|M.Sc Student||Cohen Indelman Hedda|
|Subject||Learning Randomly Perturbed Structured|
Predictors for Direct Loss Minimization
|Department||Department of Industrial Engineering and Management||Supervisor||ASSOCIATE PROF. Tamir Hazan|
|Full Thesis text|
Learning to predict structured labels of data instances covers a wide
range of problems. The structure is incorporated into the label which may refer
to matchings, permutations, sequences, or other high-dimensional objects.
For any data instance x, its different structures y = (y1, ? ,yn) are scored by a
parametrized score function. Discriminative learning aims to find a mapping from
training data to parameters of the score function for which high scores are assigned
to structures that describe the data instance well. The parameters of the score function are fitted to minimize a loss(•,•) of the instance-label training pairs between the label and the highest scoring structure. While gradient methods are the most popular methods to learn the scoring function parameters, they are notoriously inefficient for learning discrete predictions. When considering discrete labels, the maximal argument of the scoring function is a piecewise constant function of its parameters, and its gradient with respect to the parameters is zero almost anywhere. Consequently, various smoothing techniques were proposed to propagate gradients while learning to fit discrete structures.
Direct loss minimization is a popular approach for learning predictors over structured
label spaces. This approach allows to propagate gradients in a deep net using loss-perturbed prediction. In other words, the gradient estimator is obtained by performing pairs of maximization operations, one over the original objective and one over a loss perturbed objective. Recently, this technique was extended to generative models, by introducing a randomized predictor that samples a structure from a score function randomly perturbed with Gumbel random noise with zero expectancy.
In this work, we interpolate between these techniques by learning the variance of
randomized structured predictors, as well as their mean, in order to balance between
the learned score function and the randomized noise. We do so by introducing a learnable variance scaling parameter. We argue that the learnable variance scaling parameter determines the degree of smoothness enforced on the probability distribution of the max predictor. As it increases, the expected max predictor value converges to a uniform distribution over the discrete structures. And vice versa, as it decreases, the expected max predictor value approaches the expected value of a categorical random variable.
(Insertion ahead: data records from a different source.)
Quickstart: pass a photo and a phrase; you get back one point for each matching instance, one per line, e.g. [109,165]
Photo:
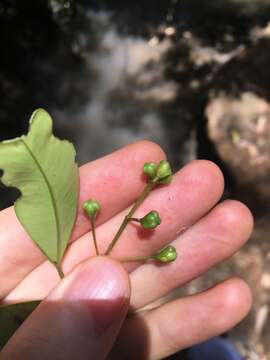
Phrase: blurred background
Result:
[192,75]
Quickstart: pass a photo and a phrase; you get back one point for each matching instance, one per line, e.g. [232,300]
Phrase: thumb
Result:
[79,319]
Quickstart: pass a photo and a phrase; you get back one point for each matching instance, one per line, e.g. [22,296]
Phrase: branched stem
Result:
[148,188]
[92,219]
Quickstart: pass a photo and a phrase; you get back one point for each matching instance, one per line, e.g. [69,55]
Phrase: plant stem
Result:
[127,218]
[59,270]
[133,259]
[92,220]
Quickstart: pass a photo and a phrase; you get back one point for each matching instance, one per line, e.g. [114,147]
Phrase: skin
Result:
[94,313]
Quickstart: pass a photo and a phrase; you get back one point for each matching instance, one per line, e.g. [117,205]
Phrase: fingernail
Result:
[101,286]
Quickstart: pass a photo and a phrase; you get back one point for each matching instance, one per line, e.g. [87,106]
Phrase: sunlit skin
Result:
[75,319]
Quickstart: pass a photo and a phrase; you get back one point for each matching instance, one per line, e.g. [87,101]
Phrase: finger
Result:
[213,239]
[80,319]
[194,191]
[98,179]
[183,322]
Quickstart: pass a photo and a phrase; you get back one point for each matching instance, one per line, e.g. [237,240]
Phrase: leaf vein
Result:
[51,195]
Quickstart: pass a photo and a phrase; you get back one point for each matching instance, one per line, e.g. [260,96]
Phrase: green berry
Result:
[151,220]
[91,207]
[150,170]
[167,254]
[164,172]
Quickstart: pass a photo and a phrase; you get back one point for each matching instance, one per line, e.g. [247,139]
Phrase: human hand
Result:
[85,315]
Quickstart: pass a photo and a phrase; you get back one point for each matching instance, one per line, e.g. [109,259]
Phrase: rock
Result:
[240,130]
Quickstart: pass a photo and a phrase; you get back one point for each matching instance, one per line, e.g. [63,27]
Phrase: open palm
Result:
[77,318]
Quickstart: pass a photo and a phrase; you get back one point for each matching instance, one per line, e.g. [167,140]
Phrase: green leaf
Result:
[43,168]
[11,318]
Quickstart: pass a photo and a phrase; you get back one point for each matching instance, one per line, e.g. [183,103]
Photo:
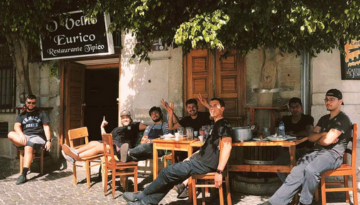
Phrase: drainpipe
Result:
[305,82]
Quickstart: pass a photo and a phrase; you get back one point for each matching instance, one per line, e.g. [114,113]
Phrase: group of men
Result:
[323,151]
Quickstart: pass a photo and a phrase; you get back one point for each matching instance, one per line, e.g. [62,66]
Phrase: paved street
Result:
[56,187]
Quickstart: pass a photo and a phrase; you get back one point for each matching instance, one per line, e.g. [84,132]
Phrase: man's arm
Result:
[48,136]
[305,132]
[142,126]
[330,138]
[224,157]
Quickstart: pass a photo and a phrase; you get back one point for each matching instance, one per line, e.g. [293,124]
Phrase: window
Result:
[7,80]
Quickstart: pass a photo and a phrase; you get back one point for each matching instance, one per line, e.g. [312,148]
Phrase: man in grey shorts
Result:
[31,131]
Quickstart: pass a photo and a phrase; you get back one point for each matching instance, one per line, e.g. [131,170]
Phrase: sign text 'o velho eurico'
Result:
[77,36]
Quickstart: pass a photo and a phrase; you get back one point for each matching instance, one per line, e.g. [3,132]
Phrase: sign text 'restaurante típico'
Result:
[77,36]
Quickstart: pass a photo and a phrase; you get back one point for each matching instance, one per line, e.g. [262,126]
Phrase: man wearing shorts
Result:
[32,131]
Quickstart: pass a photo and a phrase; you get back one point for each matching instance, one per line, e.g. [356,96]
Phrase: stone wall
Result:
[143,85]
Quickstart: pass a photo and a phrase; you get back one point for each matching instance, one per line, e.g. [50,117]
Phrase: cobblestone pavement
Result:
[56,187]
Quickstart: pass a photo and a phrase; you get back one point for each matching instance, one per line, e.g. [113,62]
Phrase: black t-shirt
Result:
[128,134]
[32,123]
[209,153]
[202,119]
[340,122]
[298,127]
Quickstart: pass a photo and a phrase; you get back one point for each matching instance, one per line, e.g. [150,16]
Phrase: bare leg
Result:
[88,146]
[93,151]
[28,156]
[17,139]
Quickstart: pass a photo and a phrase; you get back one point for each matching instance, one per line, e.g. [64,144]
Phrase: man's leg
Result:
[324,161]
[293,182]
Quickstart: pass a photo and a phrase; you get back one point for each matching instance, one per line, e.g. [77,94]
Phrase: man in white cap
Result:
[331,135]
[124,137]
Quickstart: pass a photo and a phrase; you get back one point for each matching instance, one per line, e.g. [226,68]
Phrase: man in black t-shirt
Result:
[32,131]
[195,119]
[299,125]
[206,160]
[124,137]
[331,134]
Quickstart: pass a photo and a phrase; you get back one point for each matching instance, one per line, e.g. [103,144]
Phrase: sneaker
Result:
[70,152]
[22,179]
[179,188]
[67,157]
[124,149]
[184,194]
[130,196]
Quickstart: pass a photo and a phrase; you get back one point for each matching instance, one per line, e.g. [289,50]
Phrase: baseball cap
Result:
[334,93]
[125,112]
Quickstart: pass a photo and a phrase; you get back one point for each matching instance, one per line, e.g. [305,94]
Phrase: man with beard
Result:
[124,137]
[206,160]
[331,134]
[32,131]
[299,125]
[194,119]
[145,150]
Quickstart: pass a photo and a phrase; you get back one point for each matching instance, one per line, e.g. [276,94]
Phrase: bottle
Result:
[282,129]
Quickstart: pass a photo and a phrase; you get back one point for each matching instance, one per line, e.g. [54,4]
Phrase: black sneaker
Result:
[124,149]
[67,157]
[130,196]
[184,194]
[22,179]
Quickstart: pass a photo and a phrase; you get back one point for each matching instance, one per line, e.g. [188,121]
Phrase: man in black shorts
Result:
[331,134]
[124,137]
[32,131]
[206,160]
[299,125]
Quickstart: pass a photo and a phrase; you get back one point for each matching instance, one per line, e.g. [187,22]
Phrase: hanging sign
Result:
[77,36]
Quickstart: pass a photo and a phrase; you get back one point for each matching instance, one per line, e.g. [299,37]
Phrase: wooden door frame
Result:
[62,93]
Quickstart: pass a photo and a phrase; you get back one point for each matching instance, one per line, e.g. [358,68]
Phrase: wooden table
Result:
[268,168]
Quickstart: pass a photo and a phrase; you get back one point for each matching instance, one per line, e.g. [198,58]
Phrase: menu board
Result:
[350,63]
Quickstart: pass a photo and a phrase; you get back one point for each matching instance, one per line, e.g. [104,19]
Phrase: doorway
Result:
[101,94]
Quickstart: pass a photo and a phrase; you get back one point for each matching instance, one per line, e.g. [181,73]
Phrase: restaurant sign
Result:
[77,36]
[350,62]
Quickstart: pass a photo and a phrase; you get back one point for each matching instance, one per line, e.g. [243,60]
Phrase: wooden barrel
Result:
[261,155]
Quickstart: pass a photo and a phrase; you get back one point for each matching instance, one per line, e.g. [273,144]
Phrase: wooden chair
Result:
[82,134]
[345,170]
[21,156]
[116,167]
[209,177]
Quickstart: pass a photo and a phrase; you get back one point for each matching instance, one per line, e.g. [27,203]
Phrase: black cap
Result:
[154,109]
[334,93]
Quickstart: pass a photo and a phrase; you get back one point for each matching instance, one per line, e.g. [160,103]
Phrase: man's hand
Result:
[47,146]
[104,122]
[218,180]
[203,101]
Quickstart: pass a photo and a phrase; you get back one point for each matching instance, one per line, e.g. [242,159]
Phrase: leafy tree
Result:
[243,25]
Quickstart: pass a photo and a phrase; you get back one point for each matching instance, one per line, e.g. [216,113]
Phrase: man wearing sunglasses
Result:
[32,131]
[331,135]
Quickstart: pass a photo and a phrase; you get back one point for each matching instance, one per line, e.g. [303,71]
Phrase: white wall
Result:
[326,74]
[165,72]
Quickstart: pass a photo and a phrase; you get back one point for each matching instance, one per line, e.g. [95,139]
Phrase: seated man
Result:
[331,134]
[32,131]
[298,125]
[206,160]
[124,137]
[145,150]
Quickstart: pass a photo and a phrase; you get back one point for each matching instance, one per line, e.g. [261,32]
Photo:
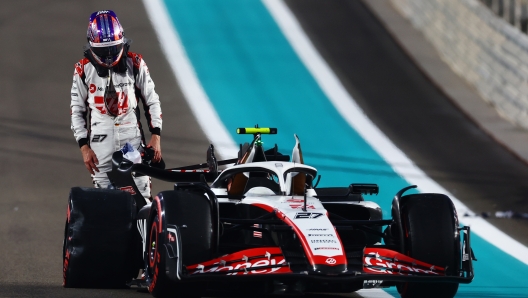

We then make the connection between the variance of Gumbel random variables and the temperature of Gibbs models.
Our proof technique adds a complete treatment to the structured setting. It adds
to the direct loss minimization the condition that the maximizing structure may be
non-unique only in a set of noise perturbations with measure zero. This contributes
a mathematical condition that replaces the “general position assumption” which was
needed since if all weights are zero, all structures maximize the score function equally. This condition can be enforced using the explicit random perturbation that appears in our work, and need not rely on implicit conditions on the data generation distribution.
We demonstrate empirically the effectiveness of learning this balance in two popular
structured prediction problems: bipartite matching and k-nearest neighbors.